US will fight ITU members for internet domination
Really, Russia, it's just better if we handle it
The US has made it clear that it won't be letting control of the internet slip out of ICANN's hands anytime soon.
The US Department of State released the country's proposals for the World Conference on International Telecommunications on its website, where the threat of attempts by Russia and others to wrest the web from the US body was obliquely answered. Slipped in among its recommendations was that the "voluntary nature of compliance with ITU-T Recommendations [be maintained]."
Russia and China, along with other member nations of the UN body International Telecommunications Union (ITU), are calling for changes in the International Telecommunications Regulations (ITRs) that would bring the internet under the international body's control. The ITRs as they are currently drafted do not address technical standards, infrastructure, or content. However, the expansion of the ITRs that China and others are advocating for do include internet regulation.
"The United States believes that the existing multi-stakeholder institutions, incorporating industry and civil society, have functioned effectively and will continue to ensure the health and growth of the Internet and all of its benefits," Ambassador Terry Kramer, who's leading the delegation to the event, said.
The conference, convened by the ITU, will be looking into the International Telecommunications Regulations, which is basically a treaty on telecoms. The ITU has said that the conference will review the rules and even think about changing them and has invited countries to make proposals.
Although the proposals don't have to be made public if the country doesn't want them to be, the US published a fact sheet on its ideas.

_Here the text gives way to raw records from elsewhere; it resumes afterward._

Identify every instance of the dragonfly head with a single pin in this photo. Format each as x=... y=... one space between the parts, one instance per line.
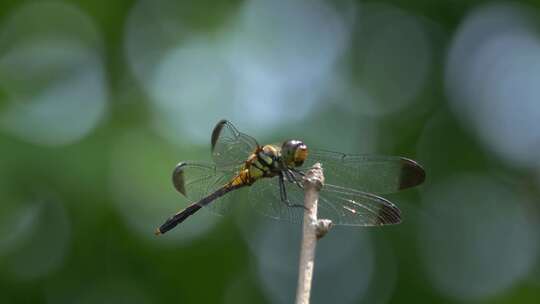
x=294 y=152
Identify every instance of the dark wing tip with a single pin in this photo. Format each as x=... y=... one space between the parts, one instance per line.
x=389 y=215
x=217 y=131
x=412 y=174
x=178 y=178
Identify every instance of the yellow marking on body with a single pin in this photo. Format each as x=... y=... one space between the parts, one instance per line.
x=349 y=209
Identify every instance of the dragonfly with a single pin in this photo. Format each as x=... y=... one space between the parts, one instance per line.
x=272 y=176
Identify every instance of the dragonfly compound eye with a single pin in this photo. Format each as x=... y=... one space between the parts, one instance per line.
x=294 y=152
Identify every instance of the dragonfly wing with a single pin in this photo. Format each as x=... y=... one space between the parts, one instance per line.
x=264 y=197
x=356 y=208
x=195 y=180
x=341 y=205
x=368 y=173
x=230 y=147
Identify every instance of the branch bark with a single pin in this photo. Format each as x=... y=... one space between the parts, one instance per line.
x=313 y=230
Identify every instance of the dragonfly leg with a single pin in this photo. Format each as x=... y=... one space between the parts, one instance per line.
x=283 y=193
x=293 y=179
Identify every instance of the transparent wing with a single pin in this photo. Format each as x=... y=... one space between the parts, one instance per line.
x=341 y=205
x=230 y=147
x=196 y=180
x=367 y=173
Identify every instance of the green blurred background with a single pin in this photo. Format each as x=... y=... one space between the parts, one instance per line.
x=100 y=99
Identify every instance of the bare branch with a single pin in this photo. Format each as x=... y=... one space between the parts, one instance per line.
x=313 y=230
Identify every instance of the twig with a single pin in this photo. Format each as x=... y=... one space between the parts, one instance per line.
x=313 y=230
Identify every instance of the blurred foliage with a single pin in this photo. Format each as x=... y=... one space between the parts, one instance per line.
x=69 y=232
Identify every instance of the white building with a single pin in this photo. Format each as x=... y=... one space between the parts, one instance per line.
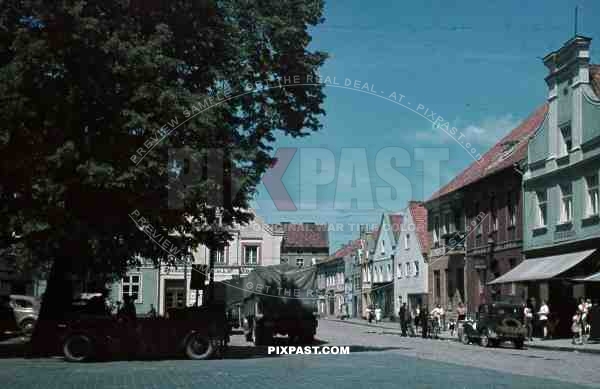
x=410 y=285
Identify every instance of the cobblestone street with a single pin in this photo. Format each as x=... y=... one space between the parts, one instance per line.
x=377 y=359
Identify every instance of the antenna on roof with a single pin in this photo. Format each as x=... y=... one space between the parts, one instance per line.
x=576 y=11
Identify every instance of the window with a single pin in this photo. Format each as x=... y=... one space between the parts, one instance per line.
x=219 y=256
x=436 y=232
x=493 y=215
x=458 y=221
x=512 y=210
x=592 y=194
x=565 y=142
x=446 y=226
x=566 y=211
x=251 y=255
x=542 y=204
x=478 y=223
x=437 y=285
x=132 y=285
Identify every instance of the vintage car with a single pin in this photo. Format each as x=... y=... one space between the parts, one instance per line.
x=495 y=323
x=195 y=332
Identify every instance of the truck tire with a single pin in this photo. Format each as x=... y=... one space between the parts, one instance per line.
x=78 y=348
x=199 y=347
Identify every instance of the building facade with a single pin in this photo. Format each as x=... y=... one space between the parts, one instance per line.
x=253 y=244
x=560 y=186
x=382 y=289
x=446 y=231
x=332 y=285
x=412 y=249
x=304 y=244
x=366 y=252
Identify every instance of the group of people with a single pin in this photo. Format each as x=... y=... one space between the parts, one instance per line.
x=581 y=322
x=420 y=319
x=539 y=316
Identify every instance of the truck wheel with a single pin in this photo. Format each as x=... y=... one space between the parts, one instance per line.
x=78 y=348
x=465 y=338
x=27 y=326
x=484 y=340
x=198 y=347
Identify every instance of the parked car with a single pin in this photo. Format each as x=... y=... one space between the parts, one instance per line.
x=196 y=332
x=8 y=324
x=495 y=323
x=26 y=310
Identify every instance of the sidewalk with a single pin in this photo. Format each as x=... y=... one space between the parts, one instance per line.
x=554 y=344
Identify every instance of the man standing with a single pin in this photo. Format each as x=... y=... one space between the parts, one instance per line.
x=424 y=320
x=404 y=318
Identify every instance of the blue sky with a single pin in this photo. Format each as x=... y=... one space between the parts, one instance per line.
x=475 y=63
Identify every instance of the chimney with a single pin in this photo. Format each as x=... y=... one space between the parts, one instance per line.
x=568 y=73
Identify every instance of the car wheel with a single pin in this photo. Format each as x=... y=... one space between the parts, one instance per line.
x=256 y=335
x=465 y=339
x=78 y=348
x=198 y=347
x=484 y=341
x=27 y=326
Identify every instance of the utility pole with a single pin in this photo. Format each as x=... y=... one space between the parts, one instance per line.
x=576 y=12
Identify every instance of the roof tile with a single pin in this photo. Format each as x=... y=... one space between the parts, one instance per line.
x=497 y=158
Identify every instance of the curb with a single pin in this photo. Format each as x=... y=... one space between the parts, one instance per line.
x=527 y=345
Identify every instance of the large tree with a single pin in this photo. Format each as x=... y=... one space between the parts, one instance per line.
x=89 y=87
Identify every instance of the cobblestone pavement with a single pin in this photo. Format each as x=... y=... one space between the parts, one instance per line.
x=377 y=359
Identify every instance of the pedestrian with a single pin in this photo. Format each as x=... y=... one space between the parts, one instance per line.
x=543 y=314
x=423 y=320
x=404 y=319
x=576 y=328
x=377 y=314
x=461 y=310
x=411 y=323
x=528 y=314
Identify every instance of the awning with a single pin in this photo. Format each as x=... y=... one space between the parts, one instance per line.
x=593 y=278
x=543 y=268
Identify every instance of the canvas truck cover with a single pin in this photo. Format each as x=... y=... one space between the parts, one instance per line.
x=282 y=290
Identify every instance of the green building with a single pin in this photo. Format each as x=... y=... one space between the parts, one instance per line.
x=561 y=234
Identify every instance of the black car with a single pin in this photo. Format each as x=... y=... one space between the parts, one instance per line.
x=495 y=323
x=8 y=322
x=196 y=332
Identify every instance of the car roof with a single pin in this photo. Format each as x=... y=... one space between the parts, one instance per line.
x=23 y=297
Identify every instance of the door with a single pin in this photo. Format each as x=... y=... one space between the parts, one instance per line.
x=174 y=294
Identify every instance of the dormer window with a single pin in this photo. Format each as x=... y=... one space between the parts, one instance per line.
x=565 y=142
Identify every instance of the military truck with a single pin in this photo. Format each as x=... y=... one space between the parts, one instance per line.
x=280 y=300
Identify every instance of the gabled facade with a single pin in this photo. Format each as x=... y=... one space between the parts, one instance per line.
x=560 y=185
x=383 y=263
x=304 y=244
x=446 y=228
x=412 y=249
x=331 y=282
x=253 y=244
x=366 y=251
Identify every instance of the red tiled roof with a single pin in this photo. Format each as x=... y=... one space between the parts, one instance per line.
x=491 y=161
x=595 y=78
x=419 y=214
x=395 y=225
x=305 y=235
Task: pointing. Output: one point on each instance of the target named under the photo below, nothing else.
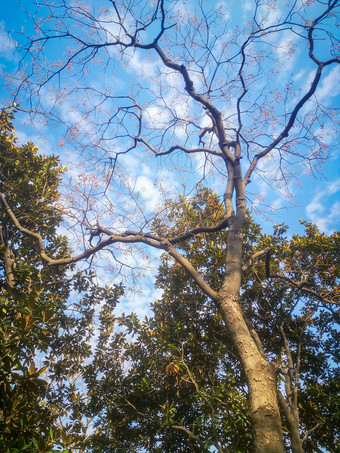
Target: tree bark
(260, 373)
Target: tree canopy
(205, 105)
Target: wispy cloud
(325, 218)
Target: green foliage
(76, 378)
(171, 382)
(32, 296)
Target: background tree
(32, 296)
(230, 112)
(171, 382)
(37, 310)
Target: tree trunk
(260, 373)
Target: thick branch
(253, 258)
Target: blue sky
(141, 184)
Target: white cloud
(330, 86)
(325, 218)
(148, 191)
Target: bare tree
(207, 96)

The state department said that the US would "carefully monitor" proposals from other countries.
"The US is concerned that proposals by some other governments could lead to greater regulatory burdens being placed on the international telecom sector or perhaps even extended to the internet sector - a result the US would oppose," the department said.
Russia didn't make its proposals (PDF) for the conference public, but they were submitted anonymously to website Wcitleaks.org, which bills itself as "Bringing transparency to the ITU".
Russia suggested that some of the responsibility for handing out internet addresses should go to the ITU instead of all being under the control of US-based organisation Internet Corporation for Assigned Names and Numbers (ICANN).
Since then, Russian president Vladimir Putin has suggested that perhaps the regulations should go even further and put some sort of "international control over the internet using the monitoring and supervisory capabilities of the ITU". There have also been reports that China would back Russia's attempts to take some of the control from the US.
The ITU is not a regulatory body however, it just helps coordinate the use of networks and promote international cooperation and it's already tried to quash rumours that it could become a regulator.
"There has been some mention that somehow the ITU would give itself overall worldwide regulatory authority," ITU facilitator Richard Hill said in June. "There are no proposals along those lines. The proposals are that the individual countries should take action in these particular areas." ®
Re: Sooner this is done
You have clearly never had the good fortune to deal with the ITU if you think they would be any less bad at this than the US.
The ITU is populated by telecom companies working to prevent any risk of competition or consumer choice with a light sprinkling of government representatives working to make sure no progress at all is made. The organisation is entirely political and about as much value for normal people as a G8 summit.
Re: Sooner this is done
I have quite a few reasons to think the ITU could do a better job of what's needed here (which isn't much) than the US. UK interest alligns with all non US interest here, to the extent ICANN governance is broken and needs fixing. Consider what this job really involves. It involves publishing the root DNS zone file which is a small file which doesn't change very often. What's likely to be the most contentious part of it involves deciding which ISP gets to look after a little-used TLD on behalf of islands in the Pacific built out of bird poo when they have a revolution.
ICANN are currently actively proposing to pollute the TLD namespace with crap brands for sale like .pepsi and .mcdonalds and pimping contended for-profit registries like .whores and .bank to the highest bidders. Well they would build their empire that way, given the US government isn't going to stop them.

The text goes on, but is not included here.